Abstract

Abstract Subsidence and uplift patterns and thermal history of sedimentary basins are controlled by tectonics, mantle dynamics and surface processes, such as erosion, sediment transport and deposition and their links to climatic variations. We use combined thermo-mechanical and stratigraphic numerical modelling techniques to quantify the links between tectonic and surface processes. We aim to assess the thermal evolution and subsidence rates of asymmetric extensional basins during the syn- and post-rift times by simulating different erosion and sedimentation rates. We analyse the 3D sedimentary architecture and facies distribution of the depocenters. Model results are validated by observations in the Pannonian Basin of Central Europe.

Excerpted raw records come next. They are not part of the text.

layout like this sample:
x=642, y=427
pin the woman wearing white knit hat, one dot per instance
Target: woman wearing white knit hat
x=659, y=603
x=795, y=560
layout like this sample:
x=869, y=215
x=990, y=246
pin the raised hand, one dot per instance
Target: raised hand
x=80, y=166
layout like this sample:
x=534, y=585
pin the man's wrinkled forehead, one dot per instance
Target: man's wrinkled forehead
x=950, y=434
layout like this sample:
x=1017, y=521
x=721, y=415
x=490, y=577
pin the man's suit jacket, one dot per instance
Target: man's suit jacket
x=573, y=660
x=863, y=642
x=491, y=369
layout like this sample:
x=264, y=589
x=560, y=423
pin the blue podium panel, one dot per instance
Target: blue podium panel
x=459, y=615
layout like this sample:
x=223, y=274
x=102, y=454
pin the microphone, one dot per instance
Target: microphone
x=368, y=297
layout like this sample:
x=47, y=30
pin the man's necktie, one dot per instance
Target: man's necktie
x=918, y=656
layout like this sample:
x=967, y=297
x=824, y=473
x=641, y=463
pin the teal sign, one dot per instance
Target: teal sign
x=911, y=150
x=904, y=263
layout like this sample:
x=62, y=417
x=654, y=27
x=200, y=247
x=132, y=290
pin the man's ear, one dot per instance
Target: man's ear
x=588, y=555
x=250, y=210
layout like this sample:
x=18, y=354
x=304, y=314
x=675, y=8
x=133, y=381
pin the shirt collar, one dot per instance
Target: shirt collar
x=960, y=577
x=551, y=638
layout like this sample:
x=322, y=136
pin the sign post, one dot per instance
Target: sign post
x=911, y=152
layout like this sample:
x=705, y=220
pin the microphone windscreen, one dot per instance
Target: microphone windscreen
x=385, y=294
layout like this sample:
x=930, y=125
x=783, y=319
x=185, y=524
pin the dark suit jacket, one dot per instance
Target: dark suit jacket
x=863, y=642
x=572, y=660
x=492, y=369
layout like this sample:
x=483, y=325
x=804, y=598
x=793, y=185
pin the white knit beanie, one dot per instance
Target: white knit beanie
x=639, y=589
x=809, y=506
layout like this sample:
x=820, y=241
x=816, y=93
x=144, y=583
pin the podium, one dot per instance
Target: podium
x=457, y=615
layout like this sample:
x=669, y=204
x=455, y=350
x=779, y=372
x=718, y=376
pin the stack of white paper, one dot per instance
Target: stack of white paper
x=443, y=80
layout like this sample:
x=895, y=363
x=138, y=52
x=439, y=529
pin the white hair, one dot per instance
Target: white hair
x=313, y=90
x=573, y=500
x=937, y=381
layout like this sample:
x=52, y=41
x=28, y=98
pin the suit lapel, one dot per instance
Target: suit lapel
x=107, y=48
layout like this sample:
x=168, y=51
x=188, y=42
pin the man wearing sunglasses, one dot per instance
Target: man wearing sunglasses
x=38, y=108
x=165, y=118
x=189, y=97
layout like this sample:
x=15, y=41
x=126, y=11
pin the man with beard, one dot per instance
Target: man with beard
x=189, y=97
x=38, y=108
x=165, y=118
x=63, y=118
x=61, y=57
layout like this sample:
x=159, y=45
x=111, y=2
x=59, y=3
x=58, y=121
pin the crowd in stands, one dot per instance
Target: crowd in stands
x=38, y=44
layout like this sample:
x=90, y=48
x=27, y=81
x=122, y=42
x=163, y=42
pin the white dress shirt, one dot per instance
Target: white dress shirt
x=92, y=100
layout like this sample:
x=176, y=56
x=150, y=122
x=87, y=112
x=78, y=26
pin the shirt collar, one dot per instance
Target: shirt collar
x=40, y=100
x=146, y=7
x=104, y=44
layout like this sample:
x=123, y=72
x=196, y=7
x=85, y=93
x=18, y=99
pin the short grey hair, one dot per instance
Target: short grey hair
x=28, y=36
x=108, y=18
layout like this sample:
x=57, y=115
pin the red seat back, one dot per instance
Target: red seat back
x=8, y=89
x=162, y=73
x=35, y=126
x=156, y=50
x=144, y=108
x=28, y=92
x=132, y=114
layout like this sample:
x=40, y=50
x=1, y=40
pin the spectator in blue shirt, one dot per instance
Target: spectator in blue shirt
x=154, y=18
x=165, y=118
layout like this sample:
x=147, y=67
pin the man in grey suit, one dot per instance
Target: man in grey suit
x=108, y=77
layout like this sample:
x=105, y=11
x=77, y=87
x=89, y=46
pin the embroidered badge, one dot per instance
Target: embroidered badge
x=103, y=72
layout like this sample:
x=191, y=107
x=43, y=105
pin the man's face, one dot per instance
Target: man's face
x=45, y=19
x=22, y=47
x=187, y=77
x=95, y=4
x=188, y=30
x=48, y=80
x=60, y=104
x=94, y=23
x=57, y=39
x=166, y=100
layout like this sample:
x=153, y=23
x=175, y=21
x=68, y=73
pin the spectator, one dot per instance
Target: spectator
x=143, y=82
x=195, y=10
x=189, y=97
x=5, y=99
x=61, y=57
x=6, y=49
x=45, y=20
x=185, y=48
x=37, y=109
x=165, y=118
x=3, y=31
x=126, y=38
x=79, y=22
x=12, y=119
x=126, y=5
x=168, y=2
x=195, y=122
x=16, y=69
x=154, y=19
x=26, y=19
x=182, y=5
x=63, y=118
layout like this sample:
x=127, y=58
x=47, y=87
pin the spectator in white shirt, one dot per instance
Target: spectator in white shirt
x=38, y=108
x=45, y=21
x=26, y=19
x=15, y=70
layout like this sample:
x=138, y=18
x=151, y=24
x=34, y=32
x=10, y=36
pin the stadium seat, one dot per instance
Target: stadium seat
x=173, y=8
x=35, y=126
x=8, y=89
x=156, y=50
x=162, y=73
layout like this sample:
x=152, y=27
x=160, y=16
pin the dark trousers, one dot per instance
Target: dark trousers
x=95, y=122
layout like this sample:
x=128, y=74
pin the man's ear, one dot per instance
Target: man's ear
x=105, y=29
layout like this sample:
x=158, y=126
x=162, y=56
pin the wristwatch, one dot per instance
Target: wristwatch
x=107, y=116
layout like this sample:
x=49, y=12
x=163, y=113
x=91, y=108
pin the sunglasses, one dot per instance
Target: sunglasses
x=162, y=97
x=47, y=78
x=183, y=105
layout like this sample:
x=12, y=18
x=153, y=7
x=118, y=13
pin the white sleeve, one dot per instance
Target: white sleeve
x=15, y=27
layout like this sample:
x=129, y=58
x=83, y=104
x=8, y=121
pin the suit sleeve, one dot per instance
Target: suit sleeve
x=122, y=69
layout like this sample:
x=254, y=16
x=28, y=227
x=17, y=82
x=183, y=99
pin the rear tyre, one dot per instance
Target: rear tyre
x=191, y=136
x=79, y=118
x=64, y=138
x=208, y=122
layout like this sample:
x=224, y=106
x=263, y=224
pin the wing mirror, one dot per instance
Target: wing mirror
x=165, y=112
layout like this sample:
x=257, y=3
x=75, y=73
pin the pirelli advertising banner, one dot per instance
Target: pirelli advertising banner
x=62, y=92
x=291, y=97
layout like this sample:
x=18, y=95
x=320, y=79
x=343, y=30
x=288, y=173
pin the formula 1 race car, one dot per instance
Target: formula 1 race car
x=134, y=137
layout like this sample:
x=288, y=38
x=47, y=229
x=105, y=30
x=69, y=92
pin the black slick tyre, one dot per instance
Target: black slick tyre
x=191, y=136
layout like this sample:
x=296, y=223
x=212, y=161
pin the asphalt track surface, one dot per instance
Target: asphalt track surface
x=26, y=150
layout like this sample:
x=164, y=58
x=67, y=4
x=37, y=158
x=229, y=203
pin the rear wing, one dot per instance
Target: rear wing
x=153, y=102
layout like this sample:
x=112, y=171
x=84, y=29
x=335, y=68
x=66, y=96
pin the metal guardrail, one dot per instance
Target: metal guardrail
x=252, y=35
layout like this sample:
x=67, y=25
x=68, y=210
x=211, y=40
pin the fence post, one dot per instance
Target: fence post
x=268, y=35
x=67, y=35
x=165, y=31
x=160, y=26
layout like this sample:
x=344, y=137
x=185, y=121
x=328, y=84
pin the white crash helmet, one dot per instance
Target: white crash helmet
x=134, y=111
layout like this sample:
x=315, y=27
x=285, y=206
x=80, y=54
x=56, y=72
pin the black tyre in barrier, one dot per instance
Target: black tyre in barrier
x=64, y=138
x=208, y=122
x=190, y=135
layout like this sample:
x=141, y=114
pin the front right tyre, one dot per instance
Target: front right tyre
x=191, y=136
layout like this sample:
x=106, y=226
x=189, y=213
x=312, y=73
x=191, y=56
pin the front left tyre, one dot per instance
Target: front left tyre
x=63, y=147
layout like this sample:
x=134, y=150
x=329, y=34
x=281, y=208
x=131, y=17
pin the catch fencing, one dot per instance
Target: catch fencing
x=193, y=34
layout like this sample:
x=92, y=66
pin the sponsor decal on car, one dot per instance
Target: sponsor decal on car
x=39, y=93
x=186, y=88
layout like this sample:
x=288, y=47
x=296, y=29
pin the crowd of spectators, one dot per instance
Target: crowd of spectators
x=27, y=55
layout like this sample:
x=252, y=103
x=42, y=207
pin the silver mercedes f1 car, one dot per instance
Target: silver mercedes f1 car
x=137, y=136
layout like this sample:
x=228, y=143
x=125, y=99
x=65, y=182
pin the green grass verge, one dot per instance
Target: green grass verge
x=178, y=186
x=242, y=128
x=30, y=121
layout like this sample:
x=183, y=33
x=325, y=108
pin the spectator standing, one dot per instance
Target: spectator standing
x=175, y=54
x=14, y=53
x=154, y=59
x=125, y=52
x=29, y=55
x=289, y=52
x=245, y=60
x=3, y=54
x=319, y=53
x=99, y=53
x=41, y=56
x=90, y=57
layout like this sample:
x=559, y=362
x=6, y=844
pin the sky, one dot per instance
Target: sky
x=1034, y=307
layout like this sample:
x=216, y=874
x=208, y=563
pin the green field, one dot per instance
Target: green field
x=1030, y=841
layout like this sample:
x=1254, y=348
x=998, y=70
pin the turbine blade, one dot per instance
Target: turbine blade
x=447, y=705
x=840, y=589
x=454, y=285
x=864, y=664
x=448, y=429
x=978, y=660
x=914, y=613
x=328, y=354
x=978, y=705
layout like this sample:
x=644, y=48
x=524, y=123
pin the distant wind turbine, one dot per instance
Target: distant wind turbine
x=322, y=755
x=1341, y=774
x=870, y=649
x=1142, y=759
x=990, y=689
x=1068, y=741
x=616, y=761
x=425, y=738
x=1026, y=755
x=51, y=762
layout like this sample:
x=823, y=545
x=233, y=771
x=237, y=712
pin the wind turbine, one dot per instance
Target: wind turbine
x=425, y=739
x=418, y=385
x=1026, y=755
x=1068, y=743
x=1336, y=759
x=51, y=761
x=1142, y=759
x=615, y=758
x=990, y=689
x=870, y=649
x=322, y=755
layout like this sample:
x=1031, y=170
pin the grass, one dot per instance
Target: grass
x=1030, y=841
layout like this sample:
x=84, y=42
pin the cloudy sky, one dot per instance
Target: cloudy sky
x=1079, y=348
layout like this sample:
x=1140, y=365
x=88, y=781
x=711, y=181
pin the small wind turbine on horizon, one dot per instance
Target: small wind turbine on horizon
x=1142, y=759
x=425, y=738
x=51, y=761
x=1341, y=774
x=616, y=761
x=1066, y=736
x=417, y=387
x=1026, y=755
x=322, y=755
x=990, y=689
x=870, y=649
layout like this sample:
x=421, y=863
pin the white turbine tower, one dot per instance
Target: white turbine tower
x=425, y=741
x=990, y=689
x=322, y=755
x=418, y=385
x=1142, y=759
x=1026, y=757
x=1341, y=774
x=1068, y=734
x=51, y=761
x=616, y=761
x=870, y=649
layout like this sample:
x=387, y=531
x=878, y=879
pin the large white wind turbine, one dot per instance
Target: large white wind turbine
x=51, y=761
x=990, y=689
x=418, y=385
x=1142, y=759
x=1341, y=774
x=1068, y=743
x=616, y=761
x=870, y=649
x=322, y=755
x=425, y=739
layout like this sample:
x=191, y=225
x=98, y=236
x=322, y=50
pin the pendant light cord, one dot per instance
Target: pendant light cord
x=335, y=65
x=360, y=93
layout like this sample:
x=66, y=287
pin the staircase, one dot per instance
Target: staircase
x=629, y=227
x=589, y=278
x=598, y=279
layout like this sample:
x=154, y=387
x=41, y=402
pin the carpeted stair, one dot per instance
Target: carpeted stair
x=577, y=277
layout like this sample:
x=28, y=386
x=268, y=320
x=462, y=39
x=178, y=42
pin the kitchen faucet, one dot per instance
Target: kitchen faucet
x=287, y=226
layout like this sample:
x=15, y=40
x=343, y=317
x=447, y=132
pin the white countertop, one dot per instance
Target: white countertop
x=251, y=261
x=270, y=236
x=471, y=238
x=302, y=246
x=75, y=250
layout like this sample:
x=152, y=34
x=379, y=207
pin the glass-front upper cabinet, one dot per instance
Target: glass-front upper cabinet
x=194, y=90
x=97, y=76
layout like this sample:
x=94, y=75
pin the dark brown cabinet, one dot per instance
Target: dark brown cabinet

Extensional reactivation of inherited suture zones creates asymmetric basin systems controlled by large-scale detachments or low-angle normal faults, where crustal and lithospheric mantle thinning are often rheologically decoupled. Subsidence rates and basement heat flow in the depocenters show large variabilities during asymmetric extension and post-rift evolution controlled by their initial position from the suture zone and migration of deformation. Transient heat flow anomalies mirror crustal exhumation of footwalls, sediment blanketing and erosion effects in the basins. Enhanced erosion and sedimentation facilitate lower crustal deformation and elastic flexure of the weak, extended lithosphere leading to accentuated differential uplift and subsidence during the syn- and post-rift basin evolution. Tectonics, climate and autogenic processes control transgressive-regressive cycles at different timescales together with the overall sedimentary facies distribution. In our models assuming wet climate the high subsidence rate often outpaces moments of eustatic water-level fall preventing relative base-level fall and enhances the effects of autogenic processes, such as lobe switching processes.